A moins que tu ne penses peut-être, parceque l'oeil de l'homme n'a rien vu au-delà de la tombe, que cette vie n'ait pas de suite. Mais non, tu ne saurais le croire! Quand tous les autres le penseraient, toi, tu ne le pourrais pas. Tu as une preuve d'immortalité qui t'appartient en propre. Cette tristesse qui te consume, est quelque chose de trop intime et de trop profond pour se dissoudre avec tes organes, et ce qui est capable de tant souffrir ne pent pas s'aller perdre dans la terre. Les vers hériteront de la poussière de ton corps, mais l'amertume de ton âme, qui en héritera? Ces extases sublimes, ces tourments affreux; ces hauteurs des cieux, ces profondeurs des abîmes; qu'y a-t-il d'assez grand ou d'assez abaissé, d'assez élevé ou d'assez avili pour les revêtir en ta place? Non, tu ne saurais jamais croire que tout meurt avec le corps; ou si tu le pouvais tu n'en serais que plus insensé, plus misérable encore.

It is proof how child-like I had been, how obedient in suppressing all forbidden thoughts, that these words smote me with such horror. I had indulged in no speculation; I had never thought of him as haunted by the self he fled; as still bound to an inexorable and inextinguishable life,

"With time and hope behind him cast,
And all his work to do with palsied hands and cold."

The terrors I had had, had been vague. I had thought dimly of punishment, more keenly of separation. If I had analysed my thoughts, I suppose I should have found annihilation to have been my belief--death forever, loss eternal. But this--if this were truth--(and it smote me as the truth alone can smite), oh, it was maddening. To my knees! To my knees! Oh, that I might live long years to pray for him!

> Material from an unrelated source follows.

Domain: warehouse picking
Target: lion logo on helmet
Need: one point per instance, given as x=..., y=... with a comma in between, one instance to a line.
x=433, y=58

Oh, that I might stretch out my hands to God for him, withered with age and shrunk with fasting, and strong but in faith and final perseverance! Oh, it could not be too late! What was prayer made for, but for a time like this? What was this little breath of time, compared with the Eternal Years, that we should only speak now for each other to our merciful God, and never speak for each other afterward? Spirits are forever; and is prayer only for the days of the body?

It was well for me that none of the doubts that are so often expressed had found any lodgment in my brain; if I had not believed that I had a right to pray for him, and that my prayers might help him, I cannot understand how I could have lived through those nights and days of thought.